Features July 2017 Issue

Study: Angiotensin II May Help Patients with Low Blood Pressure

Cleveland Clinic researchers found that the compound may treat patients whose arteries open wide, causing a dangerous drop in blood pressure.

Angiotensin is a hormone that, when converted to angiotensin II, causes your blood vessels to contrict. This forces blood pressure to rise. Several types of blood pressure-lowering drugs are designed to block the formation of angiotensin II or interfere with its ability to narrow your arteries.

However, Cleveland Clinic researchers have found a potentially helpful use for angiotensin II. In a study published in the New England Journal of Medicine, researchers note that for critically ill patients, treatment with synthetic angiotensin II can help control dangerously low blood pressure.

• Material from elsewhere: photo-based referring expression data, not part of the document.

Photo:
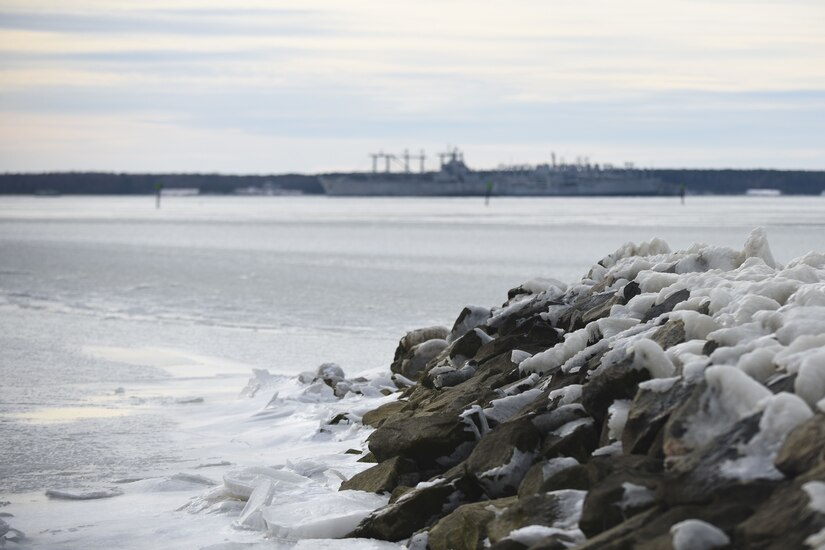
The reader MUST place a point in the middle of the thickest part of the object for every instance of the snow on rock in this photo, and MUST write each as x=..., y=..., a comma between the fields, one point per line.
x=83, y=495
x=782, y=413
x=502, y=409
x=694, y=534
x=726, y=344
x=635, y=496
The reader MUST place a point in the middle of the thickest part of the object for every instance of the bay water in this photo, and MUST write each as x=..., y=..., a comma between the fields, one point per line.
x=118, y=319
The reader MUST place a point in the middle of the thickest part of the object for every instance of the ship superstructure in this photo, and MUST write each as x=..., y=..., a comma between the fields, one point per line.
x=455, y=179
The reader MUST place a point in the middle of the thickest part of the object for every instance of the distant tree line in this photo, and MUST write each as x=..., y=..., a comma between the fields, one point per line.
x=728, y=182
x=735, y=182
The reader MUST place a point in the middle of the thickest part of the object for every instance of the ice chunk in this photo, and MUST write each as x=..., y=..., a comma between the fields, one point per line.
x=694, y=534
x=325, y=516
x=736, y=391
x=496, y=480
x=810, y=380
x=617, y=418
x=252, y=516
x=556, y=465
x=83, y=495
x=240, y=482
x=658, y=385
x=757, y=247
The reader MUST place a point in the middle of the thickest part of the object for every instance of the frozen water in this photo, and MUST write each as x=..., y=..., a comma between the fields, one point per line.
x=135, y=331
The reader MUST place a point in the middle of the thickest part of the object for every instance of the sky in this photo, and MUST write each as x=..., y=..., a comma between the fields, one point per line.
x=258, y=87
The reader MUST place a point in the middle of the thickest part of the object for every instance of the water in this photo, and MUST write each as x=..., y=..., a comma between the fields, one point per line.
x=113, y=314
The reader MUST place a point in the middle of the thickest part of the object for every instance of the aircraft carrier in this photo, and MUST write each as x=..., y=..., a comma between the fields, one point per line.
x=455, y=179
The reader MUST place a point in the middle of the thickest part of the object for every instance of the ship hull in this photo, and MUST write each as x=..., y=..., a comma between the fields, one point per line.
x=527, y=184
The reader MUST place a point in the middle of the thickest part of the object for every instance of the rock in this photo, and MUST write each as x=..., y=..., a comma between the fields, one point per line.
x=804, y=448
x=469, y=318
x=554, y=475
x=502, y=457
x=533, y=334
x=577, y=439
x=590, y=306
x=405, y=350
x=468, y=344
x=548, y=509
x=466, y=527
x=670, y=334
x=785, y=519
x=649, y=412
x=377, y=416
x=616, y=498
x=428, y=440
x=384, y=477
x=698, y=477
x=416, y=509
x=333, y=376
x=618, y=381
x=666, y=306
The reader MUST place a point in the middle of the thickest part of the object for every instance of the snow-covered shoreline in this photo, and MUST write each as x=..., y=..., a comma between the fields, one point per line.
x=652, y=399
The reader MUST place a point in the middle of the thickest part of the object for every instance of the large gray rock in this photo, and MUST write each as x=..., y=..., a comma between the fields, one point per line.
x=502, y=457
x=785, y=519
x=804, y=448
x=469, y=318
x=415, y=510
x=384, y=477
x=547, y=509
x=617, y=381
x=410, y=359
x=667, y=305
x=379, y=415
x=466, y=527
x=428, y=440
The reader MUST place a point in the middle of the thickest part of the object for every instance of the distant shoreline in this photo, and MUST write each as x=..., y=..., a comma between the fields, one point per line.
x=696, y=181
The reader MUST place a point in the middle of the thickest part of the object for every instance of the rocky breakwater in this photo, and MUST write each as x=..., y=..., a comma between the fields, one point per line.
x=667, y=400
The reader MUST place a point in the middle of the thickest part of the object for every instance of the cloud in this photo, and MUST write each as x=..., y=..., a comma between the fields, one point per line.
x=666, y=75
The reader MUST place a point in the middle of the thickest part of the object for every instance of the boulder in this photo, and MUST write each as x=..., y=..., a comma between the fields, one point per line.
x=469, y=318
x=650, y=410
x=428, y=440
x=502, y=457
x=416, y=509
x=667, y=305
x=670, y=334
x=384, y=477
x=616, y=498
x=466, y=527
x=617, y=381
x=379, y=415
x=409, y=359
x=785, y=519
x=557, y=509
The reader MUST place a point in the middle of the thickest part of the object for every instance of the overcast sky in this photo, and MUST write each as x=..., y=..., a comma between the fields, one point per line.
x=247, y=86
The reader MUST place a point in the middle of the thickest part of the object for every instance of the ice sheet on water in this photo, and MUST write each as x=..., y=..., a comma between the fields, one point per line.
x=322, y=515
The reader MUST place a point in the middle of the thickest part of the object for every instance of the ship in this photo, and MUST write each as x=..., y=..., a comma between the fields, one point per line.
x=455, y=179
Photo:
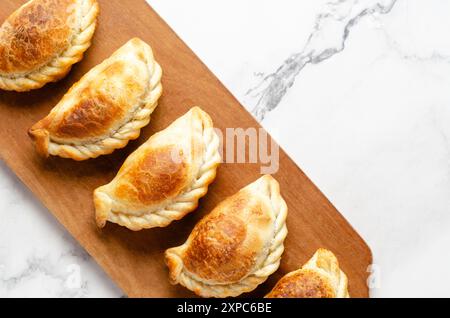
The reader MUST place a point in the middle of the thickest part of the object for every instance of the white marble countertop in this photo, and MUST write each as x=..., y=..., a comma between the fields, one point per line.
x=356, y=91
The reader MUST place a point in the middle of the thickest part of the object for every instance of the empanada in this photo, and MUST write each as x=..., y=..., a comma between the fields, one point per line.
x=320, y=277
x=237, y=246
x=41, y=41
x=163, y=179
x=105, y=109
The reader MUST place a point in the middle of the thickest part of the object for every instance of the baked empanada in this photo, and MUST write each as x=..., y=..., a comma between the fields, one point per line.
x=106, y=109
x=237, y=246
x=320, y=277
x=163, y=179
x=41, y=41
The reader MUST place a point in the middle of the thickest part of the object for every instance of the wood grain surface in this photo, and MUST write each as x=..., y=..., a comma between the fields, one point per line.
x=134, y=260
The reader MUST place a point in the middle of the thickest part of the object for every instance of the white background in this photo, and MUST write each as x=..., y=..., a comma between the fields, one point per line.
x=370, y=125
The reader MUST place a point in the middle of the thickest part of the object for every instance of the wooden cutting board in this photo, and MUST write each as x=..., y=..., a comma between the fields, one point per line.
x=134, y=260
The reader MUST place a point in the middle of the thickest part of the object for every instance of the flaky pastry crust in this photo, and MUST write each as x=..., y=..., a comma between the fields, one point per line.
x=163, y=179
x=41, y=41
x=320, y=277
x=106, y=109
x=236, y=247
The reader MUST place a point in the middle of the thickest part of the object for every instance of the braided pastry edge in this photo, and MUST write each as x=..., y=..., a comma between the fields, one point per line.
x=249, y=283
x=60, y=66
x=119, y=139
x=177, y=209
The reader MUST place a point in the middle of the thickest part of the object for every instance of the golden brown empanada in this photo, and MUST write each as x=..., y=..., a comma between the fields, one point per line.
x=106, y=109
x=237, y=246
x=163, y=179
x=320, y=277
x=41, y=41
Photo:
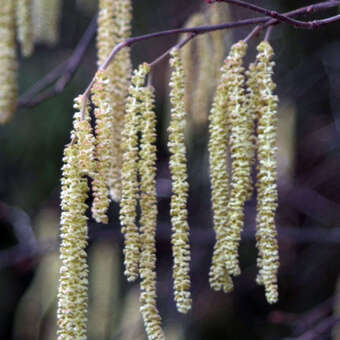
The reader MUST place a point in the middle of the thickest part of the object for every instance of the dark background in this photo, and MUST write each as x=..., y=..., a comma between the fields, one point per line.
x=31, y=145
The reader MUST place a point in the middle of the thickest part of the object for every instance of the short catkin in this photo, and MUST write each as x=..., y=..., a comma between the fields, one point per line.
x=180, y=186
x=266, y=110
x=128, y=203
x=148, y=219
x=8, y=61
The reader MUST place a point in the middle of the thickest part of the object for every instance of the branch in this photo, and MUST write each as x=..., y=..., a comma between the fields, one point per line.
x=62, y=74
x=282, y=17
x=205, y=29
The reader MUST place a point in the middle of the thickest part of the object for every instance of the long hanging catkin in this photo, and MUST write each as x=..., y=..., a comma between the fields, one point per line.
x=73, y=282
x=114, y=25
x=25, y=26
x=148, y=220
x=180, y=186
x=128, y=203
x=219, y=175
x=240, y=169
x=268, y=260
x=8, y=61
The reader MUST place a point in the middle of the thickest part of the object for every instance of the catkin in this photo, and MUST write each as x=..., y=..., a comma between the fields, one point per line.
x=268, y=261
x=148, y=220
x=46, y=17
x=178, y=168
x=103, y=114
x=187, y=56
x=8, y=61
x=240, y=170
x=219, y=174
x=114, y=26
x=25, y=26
x=252, y=100
x=73, y=274
x=128, y=203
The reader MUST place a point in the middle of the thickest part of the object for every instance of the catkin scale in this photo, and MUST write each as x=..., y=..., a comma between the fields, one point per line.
x=266, y=235
x=178, y=169
x=8, y=61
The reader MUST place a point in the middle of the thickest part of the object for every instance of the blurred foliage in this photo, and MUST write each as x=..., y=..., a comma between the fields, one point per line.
x=308, y=78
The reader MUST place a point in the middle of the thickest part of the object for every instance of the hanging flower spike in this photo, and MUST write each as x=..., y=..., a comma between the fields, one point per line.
x=268, y=261
x=187, y=55
x=240, y=170
x=85, y=138
x=148, y=221
x=73, y=279
x=128, y=203
x=121, y=68
x=252, y=101
x=178, y=168
x=114, y=26
x=25, y=26
x=8, y=74
x=103, y=114
x=218, y=158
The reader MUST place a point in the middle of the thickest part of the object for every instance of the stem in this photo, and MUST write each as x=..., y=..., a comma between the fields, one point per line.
x=277, y=17
x=283, y=17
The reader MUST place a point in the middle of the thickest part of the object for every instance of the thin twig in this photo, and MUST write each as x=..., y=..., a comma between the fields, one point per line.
x=283, y=17
x=205, y=29
x=62, y=73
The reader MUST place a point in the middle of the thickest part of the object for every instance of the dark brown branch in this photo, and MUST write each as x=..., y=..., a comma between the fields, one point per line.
x=62, y=74
x=283, y=17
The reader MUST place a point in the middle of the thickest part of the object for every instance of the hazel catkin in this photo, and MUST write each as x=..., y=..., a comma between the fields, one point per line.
x=148, y=219
x=8, y=61
x=266, y=110
x=128, y=203
x=180, y=186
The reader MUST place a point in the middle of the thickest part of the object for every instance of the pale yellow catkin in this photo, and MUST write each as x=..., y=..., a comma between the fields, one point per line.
x=148, y=220
x=268, y=260
x=114, y=26
x=252, y=100
x=73, y=274
x=8, y=61
x=180, y=186
x=103, y=128
x=205, y=80
x=46, y=18
x=238, y=142
x=219, y=277
x=25, y=26
x=121, y=67
x=128, y=203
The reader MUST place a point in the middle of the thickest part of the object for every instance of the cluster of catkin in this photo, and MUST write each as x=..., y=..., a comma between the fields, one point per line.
x=117, y=151
x=243, y=98
x=27, y=21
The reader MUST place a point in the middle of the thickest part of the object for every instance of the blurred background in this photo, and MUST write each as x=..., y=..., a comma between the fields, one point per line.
x=307, y=74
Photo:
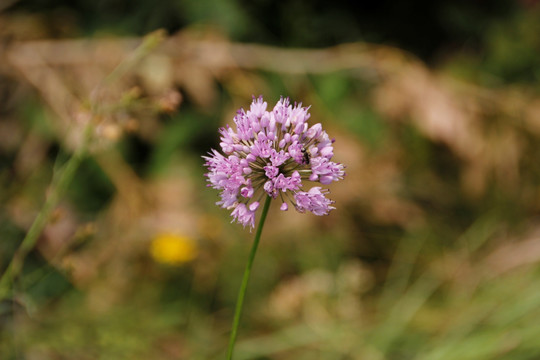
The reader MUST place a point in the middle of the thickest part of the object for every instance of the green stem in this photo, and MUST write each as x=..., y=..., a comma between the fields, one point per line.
x=64, y=178
x=247, y=272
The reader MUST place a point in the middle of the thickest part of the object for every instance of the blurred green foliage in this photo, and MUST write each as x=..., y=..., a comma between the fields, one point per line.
x=432, y=252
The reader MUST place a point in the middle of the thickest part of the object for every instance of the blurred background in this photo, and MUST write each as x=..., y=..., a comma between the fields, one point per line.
x=432, y=253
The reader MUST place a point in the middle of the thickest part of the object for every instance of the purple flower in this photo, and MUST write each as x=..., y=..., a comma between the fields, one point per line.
x=273, y=153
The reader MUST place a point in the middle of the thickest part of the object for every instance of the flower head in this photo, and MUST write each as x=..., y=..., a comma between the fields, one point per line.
x=275, y=153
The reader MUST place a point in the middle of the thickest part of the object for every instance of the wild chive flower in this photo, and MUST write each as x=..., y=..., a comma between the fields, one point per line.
x=275, y=153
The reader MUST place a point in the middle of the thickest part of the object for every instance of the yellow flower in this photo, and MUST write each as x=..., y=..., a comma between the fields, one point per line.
x=172, y=249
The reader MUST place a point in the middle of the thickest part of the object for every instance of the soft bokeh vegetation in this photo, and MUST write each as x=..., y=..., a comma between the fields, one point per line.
x=433, y=251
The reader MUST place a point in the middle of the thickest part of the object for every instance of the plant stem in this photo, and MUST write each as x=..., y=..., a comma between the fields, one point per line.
x=247, y=272
x=63, y=179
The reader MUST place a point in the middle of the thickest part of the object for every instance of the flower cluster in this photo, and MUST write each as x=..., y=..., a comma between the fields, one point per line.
x=272, y=152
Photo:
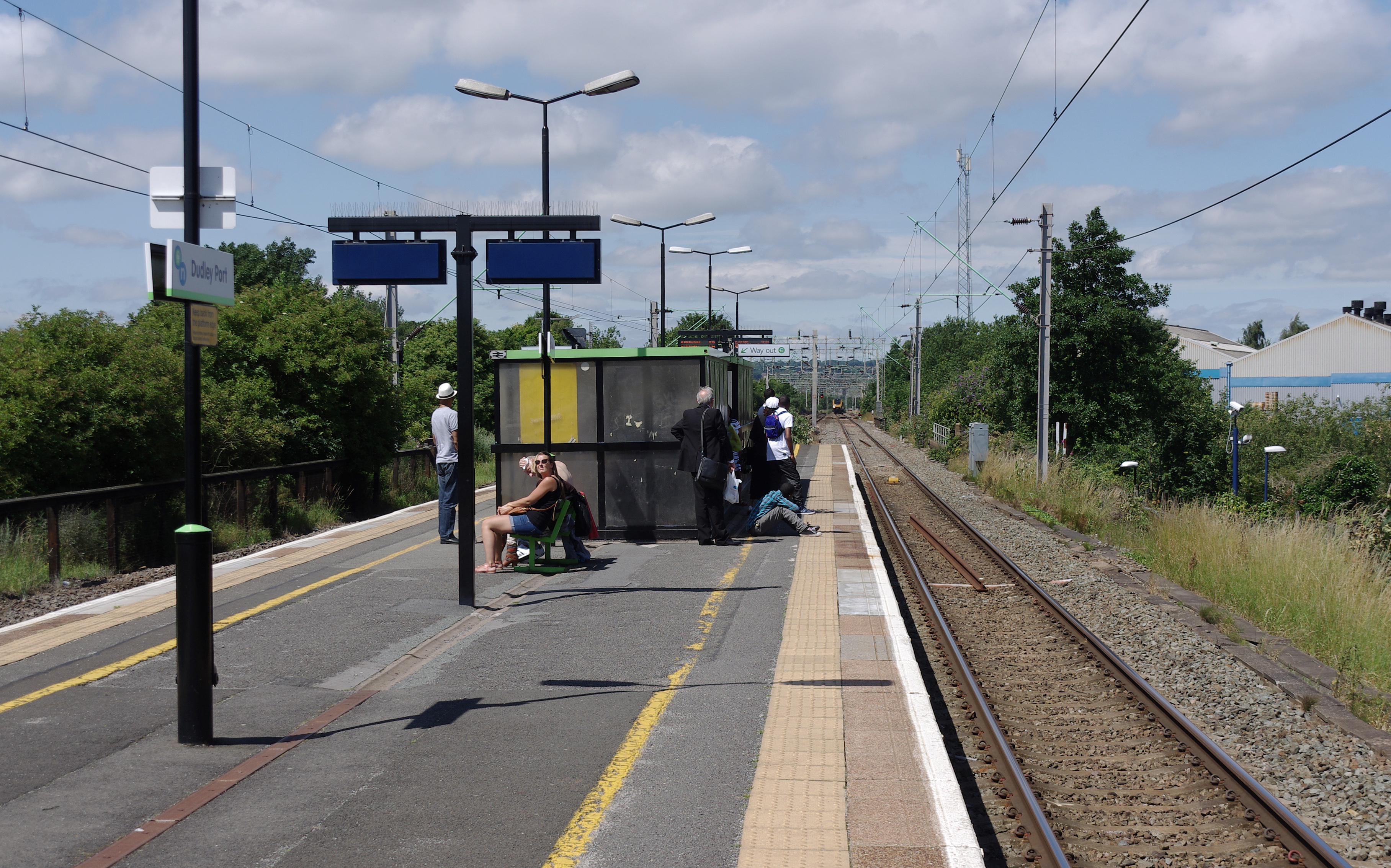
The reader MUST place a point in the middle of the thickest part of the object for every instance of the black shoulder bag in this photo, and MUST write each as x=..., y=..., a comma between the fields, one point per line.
x=711, y=473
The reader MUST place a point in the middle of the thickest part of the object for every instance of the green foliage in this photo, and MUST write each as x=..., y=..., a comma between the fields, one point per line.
x=1254, y=336
x=1118, y=377
x=1294, y=327
x=1349, y=482
x=87, y=403
x=696, y=322
x=610, y=339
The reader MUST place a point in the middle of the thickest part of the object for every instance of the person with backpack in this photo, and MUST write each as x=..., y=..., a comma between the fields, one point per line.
x=704, y=436
x=778, y=430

When blood pressure is too low, circulation to the organs and muscles is insufficient for their sustained health.

“Vasodilatory shock—in which a patient’s blood pressure drops and blood vessels dilate—is a serious concern for ICU patients,” says lead researcher and anesthesiologist Ashish Khanna, MD, with Cleveland Clinic’s Center for Critical Care. “When the condition is not responsive to high-dose vasopressors, like norepinephrine and vasopressin, it is associated with high mortality, with more than half of these patients dying within 30 days. “We found that angiotensin II is an effective intervention for these patients, significantly increasing blood pressure in this life-threatening situation.”

The drug was well-tolerated among study participants. This study comes 60 years after Cleveland Clinic researchers first identified angiotensin II’s role in blood pressure control.